W sieci pojawiły się pierwsze opinie o finałowej odsłonie trylogii „Halloween”. Niestety, choć film Davida Gordona Greena ma mieć dla widzów sporo niespodzianek, tylko część recenzji sugeruje udane zamknięcie sagi Laurie Strode i Michaela Myersa. Zerknijcie na najciekawsze wypowiedzi.

„Już na samym początku otrzymujemy zapewnienie, że w filmach z cyklu Halloween nie ma miejsca na logikę... Trzymając się formuły opartej na niedoświetlonych pomieszczeniach i błyszczących ostrzach, widowisko gwarantuje spodziewaną ilość tanich strachów i makabry”– czytamy w jednej z bardziej pozytywnych opinii o filmie, którą opublikował w sieci Jim Schembri. Spośród nielicznych pełnoprawnych recenzji, uwzględnionych już w serwisie Rotten Tomatoes, film „Halloween. Finał” chwalono też na łamach The Straits Times: „tak jak w przypadku dwóch poprzednich części, Green przygotował dwie godziny slasherowej frajdy. Zaś Laurie i Allyson [Nelson] to dwie niezłomne wojowniczki, którym warto kibicować”. W znacznie surowszym tonie z filmem rozliczył się natomiast australijski serwis FILMINK. W swoim tekście krytyk Anthony O'Connor stwierdził bowiem, że trzecieHalloween” to „niedopieczona, głupawa strata czasu i odrażający sposób na domknięcie uwielbianej, choć wymęczonej franczyzy”. 
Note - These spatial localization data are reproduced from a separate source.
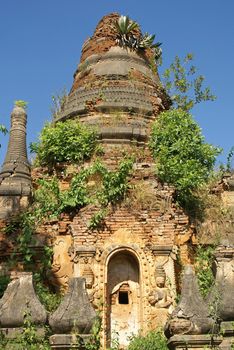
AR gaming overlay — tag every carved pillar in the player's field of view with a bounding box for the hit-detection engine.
[0,272,47,337]
[49,277,97,350]
[148,245,176,328]
[212,245,234,349]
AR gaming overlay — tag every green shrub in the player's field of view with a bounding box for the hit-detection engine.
[30,120,97,166]
[128,329,168,350]
[150,109,221,205]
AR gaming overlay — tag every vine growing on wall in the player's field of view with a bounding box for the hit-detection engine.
[30,120,97,167]
[150,109,221,215]
[34,159,133,229]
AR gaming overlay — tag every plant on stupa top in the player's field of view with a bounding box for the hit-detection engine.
[162,53,216,111]
[30,120,97,166]
[114,16,162,61]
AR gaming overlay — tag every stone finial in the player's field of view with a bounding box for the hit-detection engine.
[165,265,213,338]
[49,277,96,334]
[0,273,47,328]
[0,106,31,195]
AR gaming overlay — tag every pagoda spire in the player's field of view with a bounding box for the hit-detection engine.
[0,106,31,195]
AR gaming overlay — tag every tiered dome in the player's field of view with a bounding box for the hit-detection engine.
[57,13,168,142]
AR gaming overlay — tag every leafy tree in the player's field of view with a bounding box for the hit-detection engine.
[162,53,216,111]
[150,109,221,205]
[30,120,97,166]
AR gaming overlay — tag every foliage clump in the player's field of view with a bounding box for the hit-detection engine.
[150,109,221,209]
[163,53,216,111]
[34,159,133,229]
[128,329,168,350]
[30,120,97,166]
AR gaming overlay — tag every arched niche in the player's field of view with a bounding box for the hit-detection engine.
[106,249,141,348]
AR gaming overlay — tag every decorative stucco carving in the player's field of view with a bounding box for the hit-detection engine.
[165,265,214,337]
[148,265,173,308]
[49,277,96,334]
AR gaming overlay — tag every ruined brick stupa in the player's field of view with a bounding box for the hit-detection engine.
[0,13,234,349]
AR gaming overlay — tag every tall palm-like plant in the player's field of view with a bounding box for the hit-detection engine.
[139,33,162,60]
[115,16,138,48]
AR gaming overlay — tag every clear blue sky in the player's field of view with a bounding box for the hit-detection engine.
[0,0,234,164]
Sprawdź też: Takiego antybohatera potrzebowało DCEU? Co o „Czarnym Adamie” mówią pierwsze reakcje?

Na Rotten Tomatoes film oceniło na ten moment zaledwie pięciu krytyków, co pozwoliło na ustalenie wyniku wynoszącego 60% pozytywnych recenzji. Więcej wrażeń z filmu wyczytamy obecnie w mediach społecznościowych. Oto co o filmie Gordona Greena mówili między innymi recenzenci z takich serwisów jak Discussing Film, czy Bloody Disgusting:

„Halloween. Finał” domyka cykl satysfakcjonującym i w pełni zasłużonym rozwiązaniem. Jamie Lee zawsze będzie siłą, z którą trzeba się liczyć. Carpenter i ekipa rozwalili, jeśli chodzi o ścieżkę dźwiękową. [Film] podejmuje odważne decyzje w fabule i działa jak trzeba w odniesieniu do opowieści Strode. Widać w nim wpływ „Christine” i „Straconych chłopców”.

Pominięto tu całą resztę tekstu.